Hey, we've got some great strengths. We're still free. We're as portable as the air. We have the potential to be incredibly local, incredibly focused on one lifestyle or another, and incredibly quick to react. There's no better medium during times of extreme weather or other emergency situations. And unlike the new media, everyone knows about us. Which is good and bad, considering how far from compelling most radio stations have become. We have a real image problem, and the truth is, we deserve it.

So, what do we do to fix it. Want to sit around and wait for the new technologies to save us? HD Radio is pointless to an audience that doesn't own HD receivers. Why are they going to rush out to buy them? So they can hear our modern-day muzak in pristine digital quality, along with three other boring, poorly thought-out versions. (Ooh, we'll do a Deep Cuts station...because not hearing "Ozone Baby" from Led Zeppelin's "Coda" has been the problem all along). And the IPhone App? I've got a smartphone packed with apps that I ignore all the time, so what's going to make me use this one?

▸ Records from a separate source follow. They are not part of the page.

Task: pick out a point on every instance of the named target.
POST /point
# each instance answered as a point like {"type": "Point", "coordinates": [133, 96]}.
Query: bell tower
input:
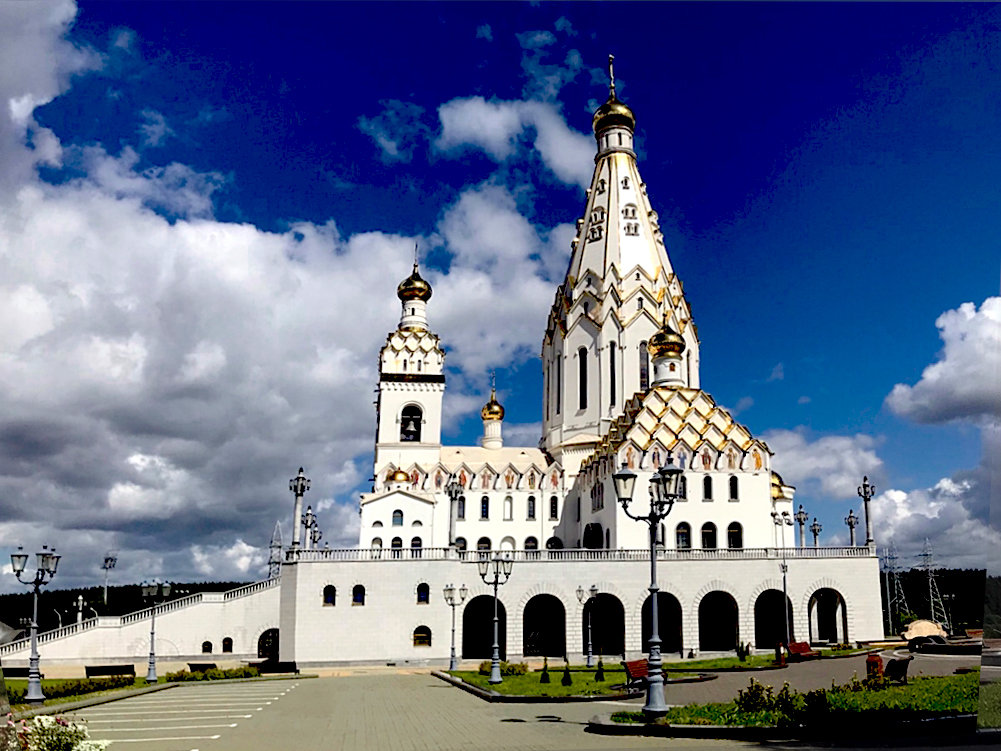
{"type": "Point", "coordinates": [410, 385]}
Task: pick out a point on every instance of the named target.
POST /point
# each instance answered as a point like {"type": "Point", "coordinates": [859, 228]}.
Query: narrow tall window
{"type": "Point", "coordinates": [612, 374]}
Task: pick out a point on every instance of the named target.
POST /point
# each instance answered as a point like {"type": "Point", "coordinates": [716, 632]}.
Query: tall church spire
{"type": "Point", "coordinates": [619, 290]}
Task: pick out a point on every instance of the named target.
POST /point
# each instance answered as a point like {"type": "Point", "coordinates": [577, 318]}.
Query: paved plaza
{"type": "Point", "coordinates": [396, 711]}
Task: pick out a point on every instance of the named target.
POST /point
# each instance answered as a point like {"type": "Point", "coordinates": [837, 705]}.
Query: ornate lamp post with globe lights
{"type": "Point", "coordinates": [866, 493]}
{"type": "Point", "coordinates": [593, 595]}
{"type": "Point", "coordinates": [155, 593]}
{"type": "Point", "coordinates": [46, 563]}
{"type": "Point", "coordinates": [502, 566]}
{"type": "Point", "coordinates": [298, 486]}
{"type": "Point", "coordinates": [663, 495]}
{"type": "Point", "coordinates": [782, 521]}
{"type": "Point", "coordinates": [454, 598]}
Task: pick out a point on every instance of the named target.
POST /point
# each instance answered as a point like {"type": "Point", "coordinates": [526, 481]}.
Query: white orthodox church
{"type": "Point", "coordinates": [621, 389]}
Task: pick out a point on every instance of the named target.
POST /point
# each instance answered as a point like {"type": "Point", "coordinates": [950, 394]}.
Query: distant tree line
{"type": "Point", "coordinates": [56, 604]}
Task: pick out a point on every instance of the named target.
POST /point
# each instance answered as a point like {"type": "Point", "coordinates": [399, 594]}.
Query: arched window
{"type": "Point", "coordinates": [421, 637]}
{"type": "Point", "coordinates": [612, 374]}
{"type": "Point", "coordinates": [683, 536]}
{"type": "Point", "coordinates": [709, 536]}
{"type": "Point", "coordinates": [735, 536]}
{"type": "Point", "coordinates": [410, 421]}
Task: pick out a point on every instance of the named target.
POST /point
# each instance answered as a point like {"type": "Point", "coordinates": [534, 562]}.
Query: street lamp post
{"type": "Point", "coordinates": [110, 559]}
{"type": "Point", "coordinates": [46, 563]}
{"type": "Point", "coordinates": [782, 521]}
{"type": "Point", "coordinates": [852, 521]}
{"type": "Point", "coordinates": [155, 593]}
{"type": "Point", "coordinates": [593, 595]}
{"type": "Point", "coordinates": [816, 528]}
{"type": "Point", "coordinates": [298, 487]}
{"type": "Point", "coordinates": [663, 495]}
{"type": "Point", "coordinates": [802, 518]}
{"type": "Point", "coordinates": [454, 598]}
{"type": "Point", "coordinates": [866, 492]}
{"type": "Point", "coordinates": [502, 566]}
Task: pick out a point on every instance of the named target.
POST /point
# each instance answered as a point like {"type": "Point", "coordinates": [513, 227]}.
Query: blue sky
{"type": "Point", "coordinates": [208, 207]}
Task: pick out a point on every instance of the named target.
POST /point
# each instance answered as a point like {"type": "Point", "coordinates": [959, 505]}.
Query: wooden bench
{"type": "Point", "coordinates": [273, 666]}
{"type": "Point", "coordinates": [801, 651]}
{"type": "Point", "coordinates": [896, 669]}
{"type": "Point", "coordinates": [636, 673]}
{"type": "Point", "coordinates": [96, 671]}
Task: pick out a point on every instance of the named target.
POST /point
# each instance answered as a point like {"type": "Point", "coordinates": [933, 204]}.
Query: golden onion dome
{"type": "Point", "coordinates": [613, 112]}
{"type": "Point", "coordinates": [414, 287]}
{"type": "Point", "coordinates": [666, 342]}
{"type": "Point", "coordinates": [492, 409]}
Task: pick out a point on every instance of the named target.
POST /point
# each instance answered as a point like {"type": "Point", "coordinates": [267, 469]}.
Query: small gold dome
{"type": "Point", "coordinates": [414, 287]}
{"type": "Point", "coordinates": [492, 409]}
{"type": "Point", "coordinates": [666, 342]}
{"type": "Point", "coordinates": [613, 112]}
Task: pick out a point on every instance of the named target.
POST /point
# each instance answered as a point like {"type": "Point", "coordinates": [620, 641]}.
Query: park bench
{"type": "Point", "coordinates": [896, 669]}
{"type": "Point", "coordinates": [636, 673]}
{"type": "Point", "coordinates": [17, 673]}
{"type": "Point", "coordinates": [273, 666]}
{"type": "Point", "coordinates": [801, 651]}
{"type": "Point", "coordinates": [96, 671]}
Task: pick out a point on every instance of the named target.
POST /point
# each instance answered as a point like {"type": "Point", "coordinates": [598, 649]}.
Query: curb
{"type": "Point", "coordinates": [947, 731]}
{"type": "Point", "coordinates": [494, 697]}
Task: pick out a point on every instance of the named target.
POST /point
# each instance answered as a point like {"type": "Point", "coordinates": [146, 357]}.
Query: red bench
{"type": "Point", "coordinates": [801, 651]}
{"type": "Point", "coordinates": [636, 673]}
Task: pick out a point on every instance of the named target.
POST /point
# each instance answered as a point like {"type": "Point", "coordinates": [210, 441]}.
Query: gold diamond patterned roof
{"type": "Point", "coordinates": [682, 420]}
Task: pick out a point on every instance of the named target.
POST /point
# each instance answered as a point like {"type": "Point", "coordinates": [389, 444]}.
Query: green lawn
{"type": "Point", "coordinates": [922, 697]}
{"type": "Point", "coordinates": [529, 685]}
{"type": "Point", "coordinates": [989, 715]}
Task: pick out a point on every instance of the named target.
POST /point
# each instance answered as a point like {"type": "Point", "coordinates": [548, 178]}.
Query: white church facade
{"type": "Point", "coordinates": [621, 384]}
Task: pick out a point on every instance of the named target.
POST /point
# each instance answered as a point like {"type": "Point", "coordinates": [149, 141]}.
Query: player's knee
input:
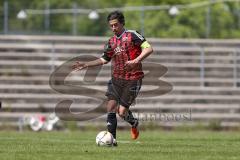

We've got to get back to the lost art of making good radio. And that doesn't mean revisiting the "formulas" of the great radio stations of the past, because there never was a formula, and each scenario is different. You've got to get to the streets and figure out your listener's lifestyle and attitudes. You've got to do more than make a palatable station for them. You've got to give them the station they can really sink their teeth into, a station they can get excited about. You've got to give them a brand. A real, strong, vibrant brand! It's not easy. But it beats drowning!

HOW ABOUT A NICE HEAPING BOWL OF LOGO SOUP?

(Reposted from Bassman's Blog http://basscave.blogspot.com/)


How often have you had some entity - charities are particular good for this - call you up, try to get you involved in some event, and offer as some great value to include your logo in the print ads, the t-shirt, the poster, whatever? It happens all the time, and most of us jump at the offer. Especially when it's an established, well-attended event? "You know how many people are going to see our logo? That's great branding!"

I believe there are two issues with being an ingredient in this logo soup. First, people seeing your logo IS NOT BRANDING! Branding is when you manage to associate your name with a word, an attribute, in people's minds. I say hamburgers, you say Mcdonalds; I say soda, you sayCoke; I say toothpaste, you say Crest; I say beer, you say Budweiser - that's branding! (and you have to ask the question that way - it's the first thing that comes to mind when you mention the service or attribute, not what service or attribute you associate with the business name. I could whip out most any fast food joint and you'd associate them with hamburgers, but when you just say hamburgers, it's amazing how many people's instintive response is "McDonalds".

The other issue is, even if being part of the soup was branding (and it isn't!), how valuable is it. When your logo is spotlighted it may stand out. Many who look will actually see it. But the last time you had a piping hot bowl of seafood gumbo, did you notice all the ingredients - every single one? Or did you just see the soup as a single entity, noticing a couple of key ingredients (hard to miss the jumbo shrimp, right?) but instinctively letting the bulk of the "stuff" blur into one?

So the next time someone pitches including you in the print ad, the t-shirt, the poster for their big event and you excitedly state to your peers "You know how many people are going to see our logo?" the answer well may be darn near zero, and, futhermore, so what if they do?